On the other hand, an urban setting where higher proportions of the population have been infected would do better with a test prioritized for higher sensitivity. That would give a better snapshot of the spread of COVID-19 by capturing a greater segment of the population.

“Additional studies will only make the results of antibody testing more informative,” said Boni. “For example, we still need to understand whether antibodies remain in the body for months or years, what levels of antibodies provide immunity, and how responses might differ in people who had various severity of infection, or who have other medical conditions.”  

The authors noted that equally as important as leveraging the technologies at hand is building an infrastructure that allows states and countries to share protocols, standardize methods, share results and coordinate activities. This would not only improve the response to the current pandemic but could build a foundation for monitoring other infectious diseases, including influenza, cholera, malaria and future pandemics.

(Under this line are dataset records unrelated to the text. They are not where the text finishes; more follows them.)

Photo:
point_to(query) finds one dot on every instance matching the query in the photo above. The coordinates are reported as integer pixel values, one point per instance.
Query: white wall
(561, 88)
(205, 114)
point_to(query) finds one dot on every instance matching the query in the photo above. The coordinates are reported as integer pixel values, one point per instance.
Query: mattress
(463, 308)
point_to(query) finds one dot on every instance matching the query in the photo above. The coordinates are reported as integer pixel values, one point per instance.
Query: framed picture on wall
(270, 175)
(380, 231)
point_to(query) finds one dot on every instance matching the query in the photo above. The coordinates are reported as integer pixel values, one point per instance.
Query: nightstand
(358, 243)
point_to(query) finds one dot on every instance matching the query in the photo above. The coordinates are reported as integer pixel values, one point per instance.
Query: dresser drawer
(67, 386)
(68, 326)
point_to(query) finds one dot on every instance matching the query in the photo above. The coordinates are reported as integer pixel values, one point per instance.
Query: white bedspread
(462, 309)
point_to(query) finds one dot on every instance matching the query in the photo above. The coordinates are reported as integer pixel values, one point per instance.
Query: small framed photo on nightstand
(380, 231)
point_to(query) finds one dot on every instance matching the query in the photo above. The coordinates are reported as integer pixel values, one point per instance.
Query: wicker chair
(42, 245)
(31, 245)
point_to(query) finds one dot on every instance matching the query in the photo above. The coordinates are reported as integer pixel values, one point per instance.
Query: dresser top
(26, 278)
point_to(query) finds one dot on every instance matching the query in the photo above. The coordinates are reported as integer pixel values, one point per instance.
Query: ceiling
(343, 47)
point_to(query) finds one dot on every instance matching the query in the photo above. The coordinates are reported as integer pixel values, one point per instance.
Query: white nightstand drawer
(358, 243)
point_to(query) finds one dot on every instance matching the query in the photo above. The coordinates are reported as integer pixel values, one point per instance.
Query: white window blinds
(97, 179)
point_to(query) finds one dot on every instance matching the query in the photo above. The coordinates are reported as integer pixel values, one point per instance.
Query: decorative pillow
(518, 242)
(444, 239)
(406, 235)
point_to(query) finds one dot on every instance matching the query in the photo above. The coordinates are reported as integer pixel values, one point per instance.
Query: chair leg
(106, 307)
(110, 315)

“The current crisis presents an opportunity to rethink how health systems generate and use surveillance data,” said Ferrari. “The lessons we are learning from the rapid deployment of these for COVID-19 are opportunities to develop serology as a powerful public health tool around the world.”

Other authors on the paper include Juliet Bryant, Laboratory of Emerging Pathogens, Fondation Mérieux, Lyon, France; Andrew Azman and Kyla Hayford, Johns Hopkins Bloomberg School of Public Health; Benjamin Arnold and Isabel Rodriguez-Barraquer, University of California San Francisco; Yap Boum and Francisco Luquero, Epicentre; Michael Mina, Harvard School of Public Health; Joseph Wu, the University of Hong Kong; Djibril Wade, Institut de Recherche en Santé, Dakar, Senegal; and Guy Vernet, Institut Pasteur de Bangui, Central African Republic.